Juu sammoo miäkkii uonny uatelna. Kaekkee hienoenta tämmöttiissä uonku eip nuo alakoritmit ja semmottet oekkeest uo mittee ees ratkassukkaa. Miä eilispäevänä justiinsa opinni etteep tekoviksut ossoo ees kunnolla murutehia kientöö, vaek kyl miä nii luulinni juu. Tämmöttii kup vähäsennii huastelloopi ni eip hyö siihe oekkee mittee osannukkaa virikata! Kuukkels tuo etteenki se suols aenaki iha pelekköö paskoo, ol ihap hauskoo kyl lukkoo ja naaraa.
CovertOperative@piefed.zipEnglish
13 hoursIs this supposed to be a meta comment to show that machine translation can’t help us read it?
Edit: If it is, well DeepL manages a pretty coherent translation:
Yeah, I feel the same way. All the fancy stuff in this field—those sub-rhythms and whatnot—aren’t really a solution at all. Just yesterday I learned that even the pros can’t always get the grammar right, even though I thought they could. I messed around with this a little, but I couldn’t really figure out how to make it work! That part at the beginning sounds like total crap, but it’s actually pretty funny to listen to and watch.
I’m guessing “sub-rhythm” should be “algorithm” and “pros” probably means software and not people. The last sentences could use some more context. But otherwise this sounds kinda logical.
Now Google Translate…
Yeah, I’m so sorry. All the fine things in this world, but those little things and the like, don’t solve the problem. Yesterday, I just didn’t study properly, I thought so. That’s a little bit of a huastelloopi, and it’s not good for you, but it’s not a big deal! Kuukkels, that’s why it’s always fun to play with the balls, it’s just fun to play with the balls and the girls.
…yeah.
kolmaskommentoija@sopuli.xyzEnglish
3 hoursYes.
Yeah I’ve been thinking the same. The greatest thing about these is that those algorithms and whatnot haven’t really even solved anything. Just yesterday I learned that fake/artificial-smarts can’t even translate dialects correctly, even though I thought they could. If you talk something like this for a bit they weren’t really able to answer that! Google especially was giving out complete shit, but it was pretty funny to read and laugh.
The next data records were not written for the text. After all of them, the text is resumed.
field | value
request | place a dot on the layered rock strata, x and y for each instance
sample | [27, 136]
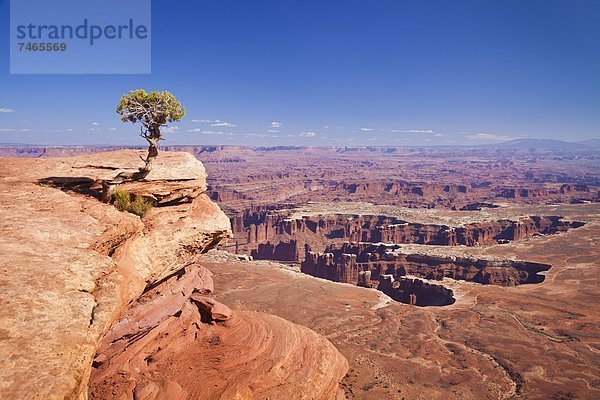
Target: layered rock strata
[275, 235]
[346, 262]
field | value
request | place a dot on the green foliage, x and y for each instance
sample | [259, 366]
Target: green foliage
[122, 200]
[151, 109]
[140, 206]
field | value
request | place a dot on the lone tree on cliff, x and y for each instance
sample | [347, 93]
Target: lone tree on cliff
[152, 110]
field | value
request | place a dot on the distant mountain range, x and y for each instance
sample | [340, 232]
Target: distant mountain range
[548, 144]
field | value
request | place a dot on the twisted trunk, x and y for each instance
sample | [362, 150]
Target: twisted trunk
[109, 186]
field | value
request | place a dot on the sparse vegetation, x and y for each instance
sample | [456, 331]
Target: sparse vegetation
[135, 204]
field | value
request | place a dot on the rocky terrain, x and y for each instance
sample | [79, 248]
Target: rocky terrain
[89, 291]
[403, 273]
[532, 341]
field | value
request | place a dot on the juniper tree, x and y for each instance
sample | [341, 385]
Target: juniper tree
[152, 110]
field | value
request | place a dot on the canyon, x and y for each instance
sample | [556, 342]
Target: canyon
[98, 303]
[321, 273]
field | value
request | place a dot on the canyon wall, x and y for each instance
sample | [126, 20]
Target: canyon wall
[277, 229]
[91, 291]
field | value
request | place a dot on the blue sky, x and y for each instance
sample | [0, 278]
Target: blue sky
[347, 72]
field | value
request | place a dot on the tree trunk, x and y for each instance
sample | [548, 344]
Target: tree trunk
[108, 187]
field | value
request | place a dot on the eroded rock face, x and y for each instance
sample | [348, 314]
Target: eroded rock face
[74, 270]
[275, 235]
[346, 262]
[177, 342]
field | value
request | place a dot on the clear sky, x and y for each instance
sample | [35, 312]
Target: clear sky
[336, 72]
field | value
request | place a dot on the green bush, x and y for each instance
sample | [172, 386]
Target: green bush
[122, 200]
[138, 206]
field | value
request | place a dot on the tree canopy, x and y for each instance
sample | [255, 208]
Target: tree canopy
[152, 109]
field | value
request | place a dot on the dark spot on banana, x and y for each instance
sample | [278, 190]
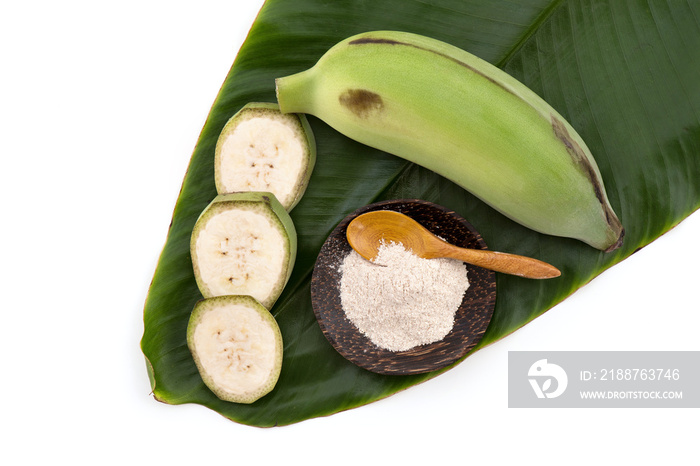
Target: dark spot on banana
[361, 102]
[579, 157]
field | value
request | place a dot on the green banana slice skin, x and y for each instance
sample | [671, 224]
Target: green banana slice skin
[244, 243]
[445, 109]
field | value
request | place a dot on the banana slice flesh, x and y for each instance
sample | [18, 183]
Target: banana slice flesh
[243, 244]
[237, 347]
[260, 149]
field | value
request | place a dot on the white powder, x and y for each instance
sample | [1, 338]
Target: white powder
[400, 300]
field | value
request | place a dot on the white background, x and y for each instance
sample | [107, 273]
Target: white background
[101, 104]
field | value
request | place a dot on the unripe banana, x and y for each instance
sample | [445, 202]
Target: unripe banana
[451, 112]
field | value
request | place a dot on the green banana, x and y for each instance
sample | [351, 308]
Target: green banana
[443, 108]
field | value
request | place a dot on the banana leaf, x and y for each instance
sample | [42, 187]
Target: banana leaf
[625, 74]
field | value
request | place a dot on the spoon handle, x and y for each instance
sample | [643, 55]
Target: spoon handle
[512, 264]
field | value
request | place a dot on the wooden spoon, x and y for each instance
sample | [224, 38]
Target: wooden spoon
[367, 231]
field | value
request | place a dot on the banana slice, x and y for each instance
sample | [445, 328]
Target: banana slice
[243, 244]
[237, 347]
[260, 149]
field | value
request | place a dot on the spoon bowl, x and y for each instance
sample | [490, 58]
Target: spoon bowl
[471, 319]
[368, 231]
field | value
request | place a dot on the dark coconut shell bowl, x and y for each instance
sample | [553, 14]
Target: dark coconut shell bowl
[471, 319]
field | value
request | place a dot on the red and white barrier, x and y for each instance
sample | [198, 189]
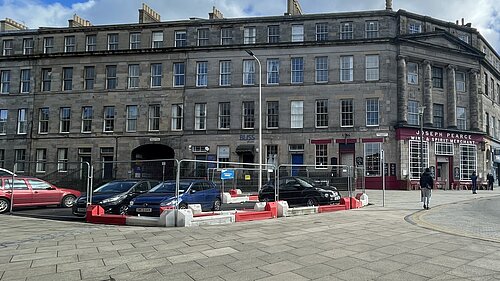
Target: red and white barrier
[194, 215]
If it was unclear, the point is: pick a random finn from the street and they can translate that pretty much from word to word, even if they are from a complete different dialect speaking area, whereas even at best AI could give you only something towards it. I can only use obscure things, like this as an example, as I do not speak that many other languages, but if the languages do not have much written record online, they are not going to be properly translatable. We are still surprisingly far from not needing human translators.
//And yes, Google was hilariously shit. I managed to make couple normal sentences, without even trying, that it just gave up completely and did not translate at all, only removed some random letters.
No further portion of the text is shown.